RGM: Reconstructing High-fidelity 3D Car Assets with Relightable 3D-GS Generative Model from a Single Image
Xiaoxue Chen, Jv Zheng, Hao Huang, Haoran Xu, Weihao Gu, Kangliang Chen, He xiang, Huan-ang Gao, Hao Zhao, Guyue Zhou, Yaqin Zhang
TL;DR
This work addresses automatic generation of high-fidelity 3D car assets from a single image, enabling relighting under arbitrary illumination. It introduces Carverse, a large-scale synthetic dataset with geometry and material maps, and Relightable 3D-GS (RGM), a feed-forward model that outputs relightable Gaussian primitives and global illumination. Through a physically-based rendering layer and Disney BRDFs, RGM recovers geometry, albedo, roughness, and metallic properties while supporting realistic relighting. Experiments show state-of-the-art performance on Carverse and a practical autonomous driving simulation pipeline that inserts relighted cars into road scenes with photorealistic rendering.
Abstract
The generation of high-quality 3D car assets is essential for various applications, including video games, autonomous driving, and virtual reality.

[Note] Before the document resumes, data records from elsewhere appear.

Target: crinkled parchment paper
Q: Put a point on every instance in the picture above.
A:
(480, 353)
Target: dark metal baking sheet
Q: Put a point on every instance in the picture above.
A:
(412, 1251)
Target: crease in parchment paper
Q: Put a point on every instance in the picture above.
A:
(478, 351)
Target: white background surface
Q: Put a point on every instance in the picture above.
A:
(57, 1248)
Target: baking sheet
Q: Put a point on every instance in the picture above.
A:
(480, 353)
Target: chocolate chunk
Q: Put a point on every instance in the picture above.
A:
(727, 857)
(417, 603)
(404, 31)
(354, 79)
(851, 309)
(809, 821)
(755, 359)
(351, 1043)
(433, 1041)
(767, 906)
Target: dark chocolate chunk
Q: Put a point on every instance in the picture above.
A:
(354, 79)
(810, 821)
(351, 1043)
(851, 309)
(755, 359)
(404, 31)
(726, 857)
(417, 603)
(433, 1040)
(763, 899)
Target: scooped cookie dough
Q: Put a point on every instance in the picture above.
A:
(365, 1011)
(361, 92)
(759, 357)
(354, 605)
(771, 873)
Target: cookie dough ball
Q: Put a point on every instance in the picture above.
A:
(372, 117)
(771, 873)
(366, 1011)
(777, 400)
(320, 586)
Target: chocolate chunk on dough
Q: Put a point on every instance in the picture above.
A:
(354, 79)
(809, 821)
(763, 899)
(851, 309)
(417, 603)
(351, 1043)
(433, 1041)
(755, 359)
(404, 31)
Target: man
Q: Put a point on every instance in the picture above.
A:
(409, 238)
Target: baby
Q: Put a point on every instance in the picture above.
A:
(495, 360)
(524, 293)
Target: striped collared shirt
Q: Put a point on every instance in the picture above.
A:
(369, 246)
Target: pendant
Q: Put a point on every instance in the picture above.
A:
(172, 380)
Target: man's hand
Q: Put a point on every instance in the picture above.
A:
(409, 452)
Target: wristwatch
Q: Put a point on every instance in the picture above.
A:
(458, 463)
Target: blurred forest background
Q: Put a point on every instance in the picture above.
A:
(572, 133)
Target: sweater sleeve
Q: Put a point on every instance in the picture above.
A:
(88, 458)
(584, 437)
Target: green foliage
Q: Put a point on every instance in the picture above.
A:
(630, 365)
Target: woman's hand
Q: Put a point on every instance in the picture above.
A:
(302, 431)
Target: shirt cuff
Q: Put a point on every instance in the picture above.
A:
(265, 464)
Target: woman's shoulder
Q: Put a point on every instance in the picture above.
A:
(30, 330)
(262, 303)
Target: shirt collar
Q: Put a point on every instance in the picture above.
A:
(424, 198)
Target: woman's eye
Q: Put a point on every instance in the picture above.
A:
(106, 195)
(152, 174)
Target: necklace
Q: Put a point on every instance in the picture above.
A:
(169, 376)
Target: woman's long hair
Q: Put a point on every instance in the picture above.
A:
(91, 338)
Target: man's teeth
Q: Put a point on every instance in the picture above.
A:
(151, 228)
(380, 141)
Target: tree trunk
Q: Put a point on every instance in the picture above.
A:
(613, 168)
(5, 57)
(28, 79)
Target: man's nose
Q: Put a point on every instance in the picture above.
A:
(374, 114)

Current 3D generation methods utilizing NeRF or 3D-GS as representations for 3D objects, generate a Lambertian object under fixed lighting and lack separated modelings for material and global illumination. As a result, the generated assets are unsuitable for relighting under varying lighting conditions, limiting their applicability in downstream tasks. To address this challenge, we propose a novel relightable 3D object generative framework that automates the creation of 3D car assets, enabling the swift and accurate reconstruction of a vehicle's geometry, texture, and material properties from a single input image. Our approach begins with introducing a large-scale synthetic car dataset comprising over 1,000 high-precision 3D vehicle models. We represent 3D objects using global illumination and relightable 3D Gaussian primitives integrating with BRDF parameters. Building on this representation, we introduce a feed-forward model that takes images as input and outputs both relightable 3D Gaussians and global illumination parameters. Experimental results demonstrate that our method produces photorealistic 3D car assets that can be seamlessly integrated into road scenes with different illuminations, which offers substantial practical benefits for industrial applications.